To account for the variety of risks common to energy exploration and production, such as personal injury, property damage or environmental harm, an indemnity clause is commonly found in a master service agreement. An indemnity clause is an extraordinary risk-shifting provision, because it transfers the risk of a party’s negligence to another who may not be culpable. A true indemnity provision allows contracting parties to determine who will be responsible in advance of a loss, regardless of fault.
Parties often mistakenly believe they are protected by an indemnity provision. Many contracts actually contain a contractual contribution clause disguised as an indemnity clause. Such provisions obligate a party to indemnify the other only for its own respective share of negligence, rather than shifting the risk. A contribution clause is often simply a restatement of comparative fault principles that may vary by jurisdiction. Such clauses rarely offer any indemnity at all, because that requires a determination of fault. Given that the overwhelming majority of cases settle before trial, a contribution “indemnity” provision thus offers little value for one seeking certainty in advance of calamity.
Choice of Law
When considering the validity of an indemnity clause and accompanying insuring obligations, the location of operations is critical. Louisiana, New Mexico Texas, and Wyoming all have oil field anti-indemnity statutes. Federal law can also extend the reach of the Texas and Louisiana statutes to operations conducted on the Outer Continental Shelf.

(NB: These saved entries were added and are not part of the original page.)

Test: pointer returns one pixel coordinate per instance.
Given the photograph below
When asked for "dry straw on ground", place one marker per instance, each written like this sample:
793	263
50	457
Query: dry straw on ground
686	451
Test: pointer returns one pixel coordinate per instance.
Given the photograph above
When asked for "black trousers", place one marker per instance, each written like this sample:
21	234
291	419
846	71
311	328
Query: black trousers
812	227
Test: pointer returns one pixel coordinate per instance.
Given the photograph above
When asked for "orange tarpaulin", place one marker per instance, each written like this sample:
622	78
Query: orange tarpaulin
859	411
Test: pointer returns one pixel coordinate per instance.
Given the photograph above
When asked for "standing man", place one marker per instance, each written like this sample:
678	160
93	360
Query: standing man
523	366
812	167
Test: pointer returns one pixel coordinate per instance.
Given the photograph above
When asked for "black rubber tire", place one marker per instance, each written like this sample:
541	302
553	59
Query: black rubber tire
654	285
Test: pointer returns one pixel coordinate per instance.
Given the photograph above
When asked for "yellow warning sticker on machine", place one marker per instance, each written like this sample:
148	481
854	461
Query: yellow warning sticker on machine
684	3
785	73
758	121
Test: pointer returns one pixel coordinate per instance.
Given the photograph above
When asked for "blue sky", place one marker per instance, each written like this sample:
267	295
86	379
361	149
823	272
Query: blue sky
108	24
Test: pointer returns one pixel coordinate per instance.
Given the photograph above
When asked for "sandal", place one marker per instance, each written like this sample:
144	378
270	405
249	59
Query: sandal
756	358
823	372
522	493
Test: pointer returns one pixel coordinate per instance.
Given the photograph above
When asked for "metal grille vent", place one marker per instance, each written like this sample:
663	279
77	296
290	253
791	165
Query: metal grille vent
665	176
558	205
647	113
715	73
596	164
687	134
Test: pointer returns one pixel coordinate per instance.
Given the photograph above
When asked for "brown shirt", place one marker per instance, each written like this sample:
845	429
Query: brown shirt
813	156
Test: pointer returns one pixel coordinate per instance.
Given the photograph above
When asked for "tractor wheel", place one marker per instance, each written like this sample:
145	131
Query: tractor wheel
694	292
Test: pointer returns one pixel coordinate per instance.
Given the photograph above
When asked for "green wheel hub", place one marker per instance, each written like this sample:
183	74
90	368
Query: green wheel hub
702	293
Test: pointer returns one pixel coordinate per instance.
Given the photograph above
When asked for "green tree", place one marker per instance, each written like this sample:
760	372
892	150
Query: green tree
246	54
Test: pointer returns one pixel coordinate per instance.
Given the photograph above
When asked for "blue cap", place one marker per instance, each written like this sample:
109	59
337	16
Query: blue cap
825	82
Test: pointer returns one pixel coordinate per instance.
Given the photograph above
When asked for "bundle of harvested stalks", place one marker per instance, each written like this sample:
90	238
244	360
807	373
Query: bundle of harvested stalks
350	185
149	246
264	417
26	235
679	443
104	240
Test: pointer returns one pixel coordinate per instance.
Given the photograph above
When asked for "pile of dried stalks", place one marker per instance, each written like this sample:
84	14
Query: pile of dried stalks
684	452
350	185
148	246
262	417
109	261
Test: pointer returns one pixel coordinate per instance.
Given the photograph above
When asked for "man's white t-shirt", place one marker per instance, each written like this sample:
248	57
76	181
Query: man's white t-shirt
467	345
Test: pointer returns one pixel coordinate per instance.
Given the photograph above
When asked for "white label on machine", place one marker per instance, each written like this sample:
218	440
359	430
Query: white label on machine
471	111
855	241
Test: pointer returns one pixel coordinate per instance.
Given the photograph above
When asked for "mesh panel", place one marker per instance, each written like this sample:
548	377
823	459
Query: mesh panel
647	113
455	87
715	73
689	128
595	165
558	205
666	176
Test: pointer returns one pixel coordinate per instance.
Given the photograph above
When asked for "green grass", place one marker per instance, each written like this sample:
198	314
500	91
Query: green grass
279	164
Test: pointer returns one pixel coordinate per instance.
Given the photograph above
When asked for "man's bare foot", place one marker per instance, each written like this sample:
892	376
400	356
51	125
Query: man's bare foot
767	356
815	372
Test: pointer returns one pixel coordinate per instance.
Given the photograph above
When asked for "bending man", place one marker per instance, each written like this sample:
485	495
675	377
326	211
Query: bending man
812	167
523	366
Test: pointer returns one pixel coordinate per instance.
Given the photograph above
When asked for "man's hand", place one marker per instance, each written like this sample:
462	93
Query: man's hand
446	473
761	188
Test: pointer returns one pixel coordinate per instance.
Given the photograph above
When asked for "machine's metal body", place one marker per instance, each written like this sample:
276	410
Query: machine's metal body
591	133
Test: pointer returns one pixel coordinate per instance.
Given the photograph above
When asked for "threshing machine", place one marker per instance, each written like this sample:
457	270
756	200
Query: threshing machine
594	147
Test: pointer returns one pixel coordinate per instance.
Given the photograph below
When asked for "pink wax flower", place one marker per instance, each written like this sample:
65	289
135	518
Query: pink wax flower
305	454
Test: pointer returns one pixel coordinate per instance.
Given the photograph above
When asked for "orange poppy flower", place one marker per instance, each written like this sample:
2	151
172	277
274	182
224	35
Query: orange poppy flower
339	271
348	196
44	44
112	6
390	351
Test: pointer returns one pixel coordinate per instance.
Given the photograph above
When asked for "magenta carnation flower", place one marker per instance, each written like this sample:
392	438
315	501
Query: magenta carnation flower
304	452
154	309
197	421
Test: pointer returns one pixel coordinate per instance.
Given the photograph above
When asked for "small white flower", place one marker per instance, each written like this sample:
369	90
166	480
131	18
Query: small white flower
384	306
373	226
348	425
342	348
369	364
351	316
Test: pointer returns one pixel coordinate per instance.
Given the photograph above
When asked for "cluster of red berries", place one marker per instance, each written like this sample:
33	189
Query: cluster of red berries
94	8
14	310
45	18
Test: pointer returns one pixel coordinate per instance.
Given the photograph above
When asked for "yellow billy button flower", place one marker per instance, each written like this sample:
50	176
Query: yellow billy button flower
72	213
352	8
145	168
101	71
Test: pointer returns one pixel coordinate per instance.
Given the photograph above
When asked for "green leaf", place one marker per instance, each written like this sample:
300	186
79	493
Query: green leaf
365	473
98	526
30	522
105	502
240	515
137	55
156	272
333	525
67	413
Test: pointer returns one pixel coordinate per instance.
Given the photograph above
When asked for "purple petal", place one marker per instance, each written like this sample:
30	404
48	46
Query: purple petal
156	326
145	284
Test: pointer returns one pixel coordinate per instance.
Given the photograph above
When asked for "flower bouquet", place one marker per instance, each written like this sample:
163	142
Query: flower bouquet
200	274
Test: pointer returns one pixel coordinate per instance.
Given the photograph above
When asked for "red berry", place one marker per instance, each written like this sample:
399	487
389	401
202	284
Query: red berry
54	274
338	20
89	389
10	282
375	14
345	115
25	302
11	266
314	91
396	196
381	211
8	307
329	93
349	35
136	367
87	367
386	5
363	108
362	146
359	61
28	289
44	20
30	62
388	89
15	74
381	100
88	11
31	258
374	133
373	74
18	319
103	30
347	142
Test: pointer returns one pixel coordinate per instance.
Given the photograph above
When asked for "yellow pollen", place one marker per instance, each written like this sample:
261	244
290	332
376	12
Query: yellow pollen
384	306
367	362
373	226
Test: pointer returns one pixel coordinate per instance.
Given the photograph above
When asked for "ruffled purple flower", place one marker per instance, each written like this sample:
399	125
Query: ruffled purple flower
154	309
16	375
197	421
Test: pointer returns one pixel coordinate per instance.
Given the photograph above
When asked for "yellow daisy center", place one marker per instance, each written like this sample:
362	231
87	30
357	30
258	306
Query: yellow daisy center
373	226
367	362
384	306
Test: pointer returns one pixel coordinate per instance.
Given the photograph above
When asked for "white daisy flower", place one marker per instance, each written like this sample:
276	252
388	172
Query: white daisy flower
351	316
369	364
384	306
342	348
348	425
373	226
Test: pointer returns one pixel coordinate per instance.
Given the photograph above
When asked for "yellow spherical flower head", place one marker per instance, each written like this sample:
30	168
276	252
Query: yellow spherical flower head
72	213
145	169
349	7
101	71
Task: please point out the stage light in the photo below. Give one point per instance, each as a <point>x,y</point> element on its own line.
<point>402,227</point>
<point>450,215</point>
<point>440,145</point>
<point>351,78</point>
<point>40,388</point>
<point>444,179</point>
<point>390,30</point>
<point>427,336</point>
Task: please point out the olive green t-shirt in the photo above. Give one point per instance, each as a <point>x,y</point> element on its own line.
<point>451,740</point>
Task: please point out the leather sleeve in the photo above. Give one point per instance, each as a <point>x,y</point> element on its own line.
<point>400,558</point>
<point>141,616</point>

Depending on how the jurisdiction applies its anti-indemnity statute, a contractual choice of law clause may be rendered meaningless and the indemnity clause in the controlling MSA voided. The application of these statutes is often highly technical and may involve a complex choice of law issues. Such analysis is multifaceted and fact-specific to a particular incident. Understanding how a court may apply your agreement before an incident is invaluable. An off-the-shelf MSA might not contain the language necessary to comply with or meet an exception to a state’s anti-indemnity statute. Understanding the law of the states where the company is going to work is crucial.
Contractual obligations concerning insurance are often corollary to indemnity provisions. Thus, your company should review its insurance programs—and its contracting parties’ insurance—to ensure adequate protections are in place for potential exposures. MSAs usually require parties to provide specific coverages and limits, which are evidenced by a certificate of insurance (COI). At the most basic level, has your contractual partner provided you with a COI for the correct policy year that accurately reflects the insurance limits required by the master service agreement? If the insurance has lapsed or the appropriate premium has not been paid, the additional insurance coverage you thought was available may be nonexistent. A simple double-check of the paperwork now could save a company many headaches, if a dispute occurs.
Further, an additional insured clause in a MSA can either be stand-alone or tied to an indemnity provision, depending on the contract’s wording. Recent cases have confirmed the enforceability of separate and independent additional insurance obligations. A review of your contracts would be prudent to ensure full-risk allocation protections are in place. Otherwise, you may be unaware that the scope of additional coverage may be curtailed by the indemnity clause.
Keeping Up With Your Regulators
Allocating risk contractually requires a full understanding of the state or federal regulations applicable to your operations. State and federal regulators usually provide updates on their websites with notices of proposed rule-making with a comment period before the final rules are enacted. There are a variety of services that provide regulatory updates via email. A periodic review of any new or proposed regulations will enable a company to manage risk contractually, ensure regulatory compliance and ultimately avoid any unpleasant surprises.
As the old saying goes, an ounce of prevention is worth a pound of cure. A periodic check of the critical agreements that your company relies on to conduct business can save significant costs down the road and put your company in a better position as the energy market moves forward.